Marc Andreessen: AI coding doesn’t eliminate programmers — it redefines them. The job is no longer typing code line by line, it’s orchestrating 10 coding bots in parallel, arguing with them, debugging their output, changing the spec, and pushing them toward the right result. But here’s the catch: if you don’t understand how to write code yourself, you can’t evaluate what the AI gives you. The next layer of programming isn’t writing scripts — it’s supervising AI that writes them. Today’s best programmers spend their day jumping between terminals, managing multiple coding bots, fixing mistakes, and refining instructions. The irony? You still need deep fundamentals, because without them, you won’t know when the AI is wrong. The job of the programmer has changed. Now it’s about arguing with coding bots, debugging AI-generated code, and understanding why something doesn’t work or isn’t fast enough.
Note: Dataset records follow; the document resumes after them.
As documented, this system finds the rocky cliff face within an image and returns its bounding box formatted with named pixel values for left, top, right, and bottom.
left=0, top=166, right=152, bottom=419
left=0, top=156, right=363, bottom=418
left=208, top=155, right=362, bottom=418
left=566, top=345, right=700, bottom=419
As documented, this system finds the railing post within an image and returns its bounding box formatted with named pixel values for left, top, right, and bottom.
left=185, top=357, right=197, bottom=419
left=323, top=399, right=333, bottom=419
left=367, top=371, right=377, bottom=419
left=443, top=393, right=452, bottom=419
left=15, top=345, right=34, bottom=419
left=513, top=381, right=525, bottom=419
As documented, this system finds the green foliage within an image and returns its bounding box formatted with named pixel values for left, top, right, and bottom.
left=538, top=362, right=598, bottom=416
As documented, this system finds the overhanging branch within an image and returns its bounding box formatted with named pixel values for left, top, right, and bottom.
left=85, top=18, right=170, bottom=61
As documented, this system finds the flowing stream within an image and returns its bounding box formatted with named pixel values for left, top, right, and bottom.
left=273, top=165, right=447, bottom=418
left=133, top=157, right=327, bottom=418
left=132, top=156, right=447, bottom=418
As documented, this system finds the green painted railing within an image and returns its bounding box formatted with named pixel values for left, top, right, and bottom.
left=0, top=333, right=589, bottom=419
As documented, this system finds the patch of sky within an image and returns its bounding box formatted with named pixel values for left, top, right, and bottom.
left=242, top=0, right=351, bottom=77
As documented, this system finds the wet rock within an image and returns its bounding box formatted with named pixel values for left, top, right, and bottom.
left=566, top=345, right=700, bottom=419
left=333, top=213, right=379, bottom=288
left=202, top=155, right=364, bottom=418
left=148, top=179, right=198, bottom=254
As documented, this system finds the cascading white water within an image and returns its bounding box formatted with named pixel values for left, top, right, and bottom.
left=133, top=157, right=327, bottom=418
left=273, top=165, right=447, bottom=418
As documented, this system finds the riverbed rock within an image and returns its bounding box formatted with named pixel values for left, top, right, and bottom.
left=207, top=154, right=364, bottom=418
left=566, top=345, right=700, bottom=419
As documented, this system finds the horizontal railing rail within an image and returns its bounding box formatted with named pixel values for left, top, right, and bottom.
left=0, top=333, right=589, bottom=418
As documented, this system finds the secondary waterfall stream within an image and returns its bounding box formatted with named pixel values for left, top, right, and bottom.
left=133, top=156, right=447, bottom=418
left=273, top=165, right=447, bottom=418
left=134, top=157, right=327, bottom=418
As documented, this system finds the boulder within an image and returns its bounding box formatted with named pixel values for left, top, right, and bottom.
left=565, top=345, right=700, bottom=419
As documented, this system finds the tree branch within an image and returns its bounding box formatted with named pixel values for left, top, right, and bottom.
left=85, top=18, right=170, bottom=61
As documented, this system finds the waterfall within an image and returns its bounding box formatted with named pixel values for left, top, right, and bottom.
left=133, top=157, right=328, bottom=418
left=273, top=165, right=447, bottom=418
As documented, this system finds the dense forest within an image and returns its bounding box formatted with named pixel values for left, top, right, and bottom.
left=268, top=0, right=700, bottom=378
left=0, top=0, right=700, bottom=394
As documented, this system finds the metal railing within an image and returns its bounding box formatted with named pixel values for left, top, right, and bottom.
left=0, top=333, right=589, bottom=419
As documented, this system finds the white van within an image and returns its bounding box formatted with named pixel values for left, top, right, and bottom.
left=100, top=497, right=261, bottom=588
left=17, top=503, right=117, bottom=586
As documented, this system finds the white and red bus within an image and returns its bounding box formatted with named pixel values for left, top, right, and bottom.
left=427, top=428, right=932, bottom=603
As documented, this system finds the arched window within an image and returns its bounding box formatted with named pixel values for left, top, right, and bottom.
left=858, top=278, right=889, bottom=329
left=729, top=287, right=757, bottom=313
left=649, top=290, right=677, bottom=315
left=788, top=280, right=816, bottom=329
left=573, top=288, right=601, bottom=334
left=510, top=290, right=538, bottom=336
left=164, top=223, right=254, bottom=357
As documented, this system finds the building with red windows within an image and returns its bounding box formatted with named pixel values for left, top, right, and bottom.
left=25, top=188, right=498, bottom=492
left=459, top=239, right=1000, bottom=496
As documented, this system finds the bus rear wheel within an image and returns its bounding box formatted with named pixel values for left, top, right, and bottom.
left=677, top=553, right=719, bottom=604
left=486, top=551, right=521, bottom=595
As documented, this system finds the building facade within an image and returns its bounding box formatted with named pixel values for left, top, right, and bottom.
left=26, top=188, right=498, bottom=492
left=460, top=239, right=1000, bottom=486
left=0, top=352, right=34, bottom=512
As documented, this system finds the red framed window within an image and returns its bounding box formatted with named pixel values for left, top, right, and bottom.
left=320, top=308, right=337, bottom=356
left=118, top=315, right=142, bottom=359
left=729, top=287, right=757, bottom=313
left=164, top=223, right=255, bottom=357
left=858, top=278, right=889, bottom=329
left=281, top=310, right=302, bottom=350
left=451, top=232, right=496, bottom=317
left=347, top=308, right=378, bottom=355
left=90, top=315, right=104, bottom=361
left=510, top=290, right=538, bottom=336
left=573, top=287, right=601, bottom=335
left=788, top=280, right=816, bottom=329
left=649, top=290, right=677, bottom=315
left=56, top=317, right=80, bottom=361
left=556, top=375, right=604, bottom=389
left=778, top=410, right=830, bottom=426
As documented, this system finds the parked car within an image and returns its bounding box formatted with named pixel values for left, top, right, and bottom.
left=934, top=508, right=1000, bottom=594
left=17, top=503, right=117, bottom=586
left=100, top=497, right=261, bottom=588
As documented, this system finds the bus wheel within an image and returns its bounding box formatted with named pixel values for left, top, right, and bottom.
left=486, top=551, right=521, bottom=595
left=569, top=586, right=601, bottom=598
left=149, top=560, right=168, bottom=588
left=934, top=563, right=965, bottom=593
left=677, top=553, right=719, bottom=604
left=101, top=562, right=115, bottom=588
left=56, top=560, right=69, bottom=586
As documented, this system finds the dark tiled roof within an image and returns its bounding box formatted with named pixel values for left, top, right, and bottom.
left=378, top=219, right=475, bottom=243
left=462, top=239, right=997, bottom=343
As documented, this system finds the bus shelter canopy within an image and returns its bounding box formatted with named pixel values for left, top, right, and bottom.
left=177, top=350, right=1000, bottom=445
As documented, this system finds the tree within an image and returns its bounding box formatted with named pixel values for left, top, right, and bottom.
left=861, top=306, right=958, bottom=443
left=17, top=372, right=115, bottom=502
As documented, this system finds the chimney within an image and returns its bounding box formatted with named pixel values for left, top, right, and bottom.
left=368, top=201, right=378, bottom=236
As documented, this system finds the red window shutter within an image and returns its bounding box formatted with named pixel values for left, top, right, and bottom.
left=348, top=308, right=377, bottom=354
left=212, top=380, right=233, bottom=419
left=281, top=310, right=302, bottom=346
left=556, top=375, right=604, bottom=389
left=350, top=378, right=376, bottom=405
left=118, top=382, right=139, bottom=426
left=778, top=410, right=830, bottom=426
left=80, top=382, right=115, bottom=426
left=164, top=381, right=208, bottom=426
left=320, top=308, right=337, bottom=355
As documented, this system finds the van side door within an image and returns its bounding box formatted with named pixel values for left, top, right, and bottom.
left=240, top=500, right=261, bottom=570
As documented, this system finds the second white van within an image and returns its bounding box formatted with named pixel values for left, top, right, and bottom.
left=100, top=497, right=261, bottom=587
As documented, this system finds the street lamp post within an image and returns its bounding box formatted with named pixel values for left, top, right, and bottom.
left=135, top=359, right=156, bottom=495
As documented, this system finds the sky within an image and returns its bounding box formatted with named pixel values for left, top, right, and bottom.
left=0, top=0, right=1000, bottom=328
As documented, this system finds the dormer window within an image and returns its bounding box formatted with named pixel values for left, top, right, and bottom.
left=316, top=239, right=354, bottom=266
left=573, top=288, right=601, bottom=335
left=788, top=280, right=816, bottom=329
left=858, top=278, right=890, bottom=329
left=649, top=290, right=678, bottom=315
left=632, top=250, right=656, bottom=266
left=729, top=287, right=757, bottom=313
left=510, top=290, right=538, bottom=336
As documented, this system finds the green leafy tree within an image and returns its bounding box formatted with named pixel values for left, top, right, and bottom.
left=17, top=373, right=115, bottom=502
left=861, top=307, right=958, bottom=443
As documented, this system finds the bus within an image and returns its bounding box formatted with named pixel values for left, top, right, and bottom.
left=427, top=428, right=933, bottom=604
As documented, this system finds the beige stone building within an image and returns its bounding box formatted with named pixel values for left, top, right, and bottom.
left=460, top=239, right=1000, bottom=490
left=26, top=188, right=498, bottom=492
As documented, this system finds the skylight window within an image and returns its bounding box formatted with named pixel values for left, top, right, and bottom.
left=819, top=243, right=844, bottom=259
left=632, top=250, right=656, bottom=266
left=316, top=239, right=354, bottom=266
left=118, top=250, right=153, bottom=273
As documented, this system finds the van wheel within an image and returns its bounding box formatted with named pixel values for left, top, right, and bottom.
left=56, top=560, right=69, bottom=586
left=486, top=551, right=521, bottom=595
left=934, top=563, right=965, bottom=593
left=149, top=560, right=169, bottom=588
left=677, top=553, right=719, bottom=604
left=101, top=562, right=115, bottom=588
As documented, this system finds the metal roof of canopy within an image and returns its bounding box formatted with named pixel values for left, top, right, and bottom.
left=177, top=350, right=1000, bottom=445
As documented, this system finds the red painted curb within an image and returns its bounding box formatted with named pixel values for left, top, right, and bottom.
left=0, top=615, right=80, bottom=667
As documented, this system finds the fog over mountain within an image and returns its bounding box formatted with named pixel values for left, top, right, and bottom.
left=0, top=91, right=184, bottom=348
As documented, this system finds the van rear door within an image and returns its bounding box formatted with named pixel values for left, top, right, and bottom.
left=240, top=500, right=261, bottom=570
AI abstracts the work — but only people who truly understand code can tell if the abstraction is doing the right thing. Programmers aren’t going away — they’re becoming 10x, 100x, even 1,000x more productive. Tasks are changing, the job is changing, but humans are still overseeing the process, evaluating results, fixing errors, and making judgment calls. AI changes how we code, not who is responsible. The future programmer isn’t replaced by AI — they’re upgraded by it. You still need to learn how to write and understand code, because when the AI gets it wrong, humans are the ones who have to know why. That up-leveling of capability is the real revolution.